Pair Corralation between Pfizer and Sino Biopharmaceutica
Considering the 90-day investment horizon Pfizer Inc is expected to under-perform the Sino Biopharmaceutica. But the stock apears to be less risky and, when comparing its historical volatility, Pfizer Inc is 2.13 times less risky than Sino Biopharmaceutica. The stock trades about -0.05 of its potential returns per unit of risk. The Sino Biopharmaceutical Ltd is currently generating about 0.06 of returns per unit of risk over similar time horizon. If you would invest 834.00 in Sino Biopharmaceutical Ltd on December 27, 2024 and sell it today you would earn a total of 61.00 from holding Sino Biopharmaceutical Ltd or generate 7.31% return on investment over 90 days.

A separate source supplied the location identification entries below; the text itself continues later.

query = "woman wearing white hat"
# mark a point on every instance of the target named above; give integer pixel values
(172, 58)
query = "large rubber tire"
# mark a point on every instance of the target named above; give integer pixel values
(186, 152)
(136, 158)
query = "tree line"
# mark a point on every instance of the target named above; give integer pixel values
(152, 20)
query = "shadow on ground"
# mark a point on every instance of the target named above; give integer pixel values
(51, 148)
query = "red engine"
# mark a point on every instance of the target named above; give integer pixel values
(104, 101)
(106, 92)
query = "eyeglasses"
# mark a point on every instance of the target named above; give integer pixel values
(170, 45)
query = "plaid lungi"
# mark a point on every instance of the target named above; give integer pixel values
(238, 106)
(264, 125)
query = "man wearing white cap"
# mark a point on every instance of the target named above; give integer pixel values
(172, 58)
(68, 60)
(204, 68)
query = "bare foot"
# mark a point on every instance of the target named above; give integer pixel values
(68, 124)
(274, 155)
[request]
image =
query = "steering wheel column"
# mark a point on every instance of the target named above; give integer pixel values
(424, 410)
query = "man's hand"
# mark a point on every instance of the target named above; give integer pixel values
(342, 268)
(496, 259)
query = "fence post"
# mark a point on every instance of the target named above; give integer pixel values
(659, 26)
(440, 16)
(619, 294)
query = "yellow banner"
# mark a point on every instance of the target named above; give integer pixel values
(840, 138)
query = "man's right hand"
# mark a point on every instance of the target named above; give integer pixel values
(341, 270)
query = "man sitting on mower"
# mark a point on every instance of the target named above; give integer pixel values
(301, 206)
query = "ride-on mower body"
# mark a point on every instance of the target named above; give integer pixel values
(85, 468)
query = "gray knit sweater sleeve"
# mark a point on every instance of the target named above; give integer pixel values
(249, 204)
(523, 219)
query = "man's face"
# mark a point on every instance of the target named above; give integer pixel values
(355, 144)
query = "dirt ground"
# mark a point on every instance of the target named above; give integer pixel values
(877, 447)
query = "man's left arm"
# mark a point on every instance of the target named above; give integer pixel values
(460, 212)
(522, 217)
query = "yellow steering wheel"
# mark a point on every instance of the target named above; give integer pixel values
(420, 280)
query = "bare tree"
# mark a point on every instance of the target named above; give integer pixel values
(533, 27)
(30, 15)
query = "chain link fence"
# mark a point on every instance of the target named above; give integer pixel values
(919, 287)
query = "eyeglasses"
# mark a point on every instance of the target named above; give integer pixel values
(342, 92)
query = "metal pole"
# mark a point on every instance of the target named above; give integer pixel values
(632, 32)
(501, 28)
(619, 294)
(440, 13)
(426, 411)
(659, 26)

Time Period | 3 Months [change] |
Direction | Moves Against |
Strength | Insignificant |
Accuracy | 95.24% |
Values | Daily Returns |
Pfizer Inc vs. Sino Biopharmaceutical Ltd
Performance |
Timeline |
Pfizer Inc |
Sino Biopharmaceutical |
Pfizer and Sino Biopharmaceutica Volatility Contrast
Predicted Return Density |
Returns |
Pair Trading with Pfizer and Sino Biopharmaceutica
The main advantage of trading using opposite Pfizer and Sino Biopharmaceutica positions is that it hedges away some unsystematic risk. Because of two separate transactions, even if Pfizer position performs unexpectedly, Sino Biopharmaceutica can make up some of the losses. Pair trading also minimizes risk from directional movements in the market. For example, if an entire industry or sector drops because of unexpected headlines, the short position in Sino Biopharmaceutica will offset losses from the drop in Sino Biopharmaceutica's long position.Pfizer vs. Emergent Biosolutions | Pfizer vs. Bausch Health Companies | Pfizer vs. Neurocrine Biosciences | Pfizer vs. Teva Pharma Industries |
Sino Biopharmaceutica vs. Institute of Biomedical | Sino Biopharmaceutica vs. Defence Therapeutics | Sino Biopharmaceutica vs. Enlivex Therapeutics | Sino Biopharmaceutica vs. Protagenic Therapeutics |
Check out your portfolio center.Note that this page's information should be used as a complementary analysis to find the right mix of equity instruments to add to your existing portfolios or create a brand new portfolio. You can also try the Performance Analysis module to check effects of mean-variance optimization against your current asset allocation.